Mr. Castell doesen’t see this as a problem.
“He doesn’t need to keep pace with the Joneses,” he said. “He is a proven citywide vote getter. They need to keep up with him.”
One early morning last week, Mr. Thompson made his way through a driving rainstorm to arrive at the 18th floor of the Empire State Building for one of the requisite stops a campaign—a sit-down with the bombastic radio host Curtis Silwa.
Mr. Sliwa was, for once, not in his red Guardian Angel outfit, and noted that Mr. Thompson’s “fellow Democrats, who praised him the first time, saying, ‘I can’t believe how well you did against Mayor Bloomberg and his billions,’ are now dissing and dismissing him, saying ‘That was your time, Bill, now it’s our time.’ And they happen to be all white.”
“Oh god,” Mr. Thompson said, shaking his head off-mic.
Mr. Sliwa then ran through the other candidates—Ms. Quinn, “with the glow-in-the-dark orange Revlon hair;” Mr.de Blasio, who holds an office “I have advocated be eliminated as a house of patronage”; Mr. Liu, who is in the midst of a fundraising scandal and is “still trying to figure out where all those campaign contributions came from.”

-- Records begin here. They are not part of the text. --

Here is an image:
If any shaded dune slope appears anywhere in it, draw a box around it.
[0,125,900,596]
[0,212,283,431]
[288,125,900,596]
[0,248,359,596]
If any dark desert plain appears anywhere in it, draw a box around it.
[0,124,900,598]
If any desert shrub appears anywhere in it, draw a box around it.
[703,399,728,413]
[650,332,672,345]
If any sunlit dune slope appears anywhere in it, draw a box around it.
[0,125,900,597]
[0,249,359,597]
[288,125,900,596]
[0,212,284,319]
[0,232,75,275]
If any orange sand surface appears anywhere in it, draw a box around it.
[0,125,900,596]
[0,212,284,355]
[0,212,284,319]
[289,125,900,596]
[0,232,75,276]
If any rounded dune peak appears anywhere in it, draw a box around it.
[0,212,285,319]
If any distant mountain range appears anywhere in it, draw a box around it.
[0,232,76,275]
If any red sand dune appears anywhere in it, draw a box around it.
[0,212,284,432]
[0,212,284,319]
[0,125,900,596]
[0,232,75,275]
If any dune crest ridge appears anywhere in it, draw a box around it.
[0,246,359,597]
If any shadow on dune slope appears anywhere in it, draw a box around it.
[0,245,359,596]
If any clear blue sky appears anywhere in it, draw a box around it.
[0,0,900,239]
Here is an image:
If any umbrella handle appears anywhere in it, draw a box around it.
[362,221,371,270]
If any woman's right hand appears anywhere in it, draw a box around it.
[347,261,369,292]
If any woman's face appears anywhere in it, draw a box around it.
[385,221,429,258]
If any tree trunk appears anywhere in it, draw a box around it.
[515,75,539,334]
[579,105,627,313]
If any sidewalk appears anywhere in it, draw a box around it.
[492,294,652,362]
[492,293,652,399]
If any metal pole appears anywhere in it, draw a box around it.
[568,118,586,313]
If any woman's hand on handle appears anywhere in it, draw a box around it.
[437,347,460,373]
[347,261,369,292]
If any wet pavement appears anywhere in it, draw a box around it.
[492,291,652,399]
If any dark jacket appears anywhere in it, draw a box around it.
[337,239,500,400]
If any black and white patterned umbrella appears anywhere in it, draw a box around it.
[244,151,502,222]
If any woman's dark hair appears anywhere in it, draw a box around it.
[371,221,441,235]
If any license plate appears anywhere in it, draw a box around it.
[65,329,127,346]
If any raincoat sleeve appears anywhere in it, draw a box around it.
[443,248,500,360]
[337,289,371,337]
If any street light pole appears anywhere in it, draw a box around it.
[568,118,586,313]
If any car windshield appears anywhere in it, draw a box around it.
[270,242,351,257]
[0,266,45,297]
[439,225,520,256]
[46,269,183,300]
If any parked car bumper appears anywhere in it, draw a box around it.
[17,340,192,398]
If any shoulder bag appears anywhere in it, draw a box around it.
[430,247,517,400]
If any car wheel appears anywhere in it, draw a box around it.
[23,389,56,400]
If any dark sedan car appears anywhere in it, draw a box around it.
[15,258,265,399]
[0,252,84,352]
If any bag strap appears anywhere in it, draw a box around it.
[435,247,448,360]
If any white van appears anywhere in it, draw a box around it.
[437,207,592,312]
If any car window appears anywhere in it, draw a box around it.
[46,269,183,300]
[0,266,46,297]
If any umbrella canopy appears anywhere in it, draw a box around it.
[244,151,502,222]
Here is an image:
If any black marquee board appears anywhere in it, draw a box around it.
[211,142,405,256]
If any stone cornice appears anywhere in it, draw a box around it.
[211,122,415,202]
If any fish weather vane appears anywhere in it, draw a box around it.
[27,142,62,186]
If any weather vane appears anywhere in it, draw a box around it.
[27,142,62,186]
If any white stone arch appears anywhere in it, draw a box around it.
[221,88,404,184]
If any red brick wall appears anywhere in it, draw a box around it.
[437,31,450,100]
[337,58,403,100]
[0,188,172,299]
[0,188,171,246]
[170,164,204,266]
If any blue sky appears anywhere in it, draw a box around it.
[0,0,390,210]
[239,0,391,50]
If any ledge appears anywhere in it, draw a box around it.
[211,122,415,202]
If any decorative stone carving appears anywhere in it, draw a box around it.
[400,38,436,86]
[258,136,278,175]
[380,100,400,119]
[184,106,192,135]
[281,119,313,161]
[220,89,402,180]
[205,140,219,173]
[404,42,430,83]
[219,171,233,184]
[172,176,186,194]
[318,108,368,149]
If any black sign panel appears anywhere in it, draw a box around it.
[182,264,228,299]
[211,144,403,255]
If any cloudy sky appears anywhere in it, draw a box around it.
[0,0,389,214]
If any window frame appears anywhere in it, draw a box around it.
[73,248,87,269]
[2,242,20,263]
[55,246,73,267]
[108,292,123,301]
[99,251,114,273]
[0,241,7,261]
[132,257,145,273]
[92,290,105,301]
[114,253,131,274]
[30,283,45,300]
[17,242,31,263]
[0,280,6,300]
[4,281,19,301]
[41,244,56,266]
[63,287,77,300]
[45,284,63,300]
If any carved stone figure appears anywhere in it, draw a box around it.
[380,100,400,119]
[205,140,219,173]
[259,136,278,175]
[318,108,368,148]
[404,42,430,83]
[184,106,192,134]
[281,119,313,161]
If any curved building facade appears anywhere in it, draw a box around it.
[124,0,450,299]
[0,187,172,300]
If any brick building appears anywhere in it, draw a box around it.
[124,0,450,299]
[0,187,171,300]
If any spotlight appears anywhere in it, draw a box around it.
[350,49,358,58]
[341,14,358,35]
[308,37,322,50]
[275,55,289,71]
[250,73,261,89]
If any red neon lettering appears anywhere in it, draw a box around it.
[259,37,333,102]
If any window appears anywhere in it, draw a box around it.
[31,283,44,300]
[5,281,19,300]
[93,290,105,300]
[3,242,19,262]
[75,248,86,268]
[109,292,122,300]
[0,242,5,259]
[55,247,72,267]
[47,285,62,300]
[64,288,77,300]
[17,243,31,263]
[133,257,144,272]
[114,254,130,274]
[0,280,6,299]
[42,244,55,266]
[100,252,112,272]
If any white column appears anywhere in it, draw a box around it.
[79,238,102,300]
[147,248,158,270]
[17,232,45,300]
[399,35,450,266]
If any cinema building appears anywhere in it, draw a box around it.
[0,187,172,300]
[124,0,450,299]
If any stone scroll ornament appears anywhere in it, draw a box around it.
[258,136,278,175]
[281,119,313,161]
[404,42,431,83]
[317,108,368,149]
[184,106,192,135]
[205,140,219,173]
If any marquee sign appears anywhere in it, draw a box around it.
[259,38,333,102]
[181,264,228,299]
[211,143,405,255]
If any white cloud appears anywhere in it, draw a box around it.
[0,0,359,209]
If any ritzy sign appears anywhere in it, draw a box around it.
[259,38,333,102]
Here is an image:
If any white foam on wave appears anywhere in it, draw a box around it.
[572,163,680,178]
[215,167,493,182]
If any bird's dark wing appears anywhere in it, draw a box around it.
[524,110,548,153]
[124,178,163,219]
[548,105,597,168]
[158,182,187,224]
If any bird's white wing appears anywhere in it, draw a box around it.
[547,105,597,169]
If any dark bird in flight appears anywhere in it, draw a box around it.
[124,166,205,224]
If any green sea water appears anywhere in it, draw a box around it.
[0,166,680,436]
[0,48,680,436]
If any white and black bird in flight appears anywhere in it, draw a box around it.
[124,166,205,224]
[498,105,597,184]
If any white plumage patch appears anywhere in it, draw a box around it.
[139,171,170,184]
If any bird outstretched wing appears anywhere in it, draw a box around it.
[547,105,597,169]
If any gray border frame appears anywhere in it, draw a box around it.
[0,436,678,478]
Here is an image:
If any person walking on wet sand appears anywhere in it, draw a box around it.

“Anyway,” he continued, “there will be a whole host of people who want to run for the mayoralty, but regardless of who is in it, you are running for it?”
“Regardless of who is in,” Mr. Thompson replied. “I am running.”
Mr. Thompson went through his spiel about education and affordability, and then came back to the most pressing point.
“I am running,” he said again. “Regardless of who else is running.”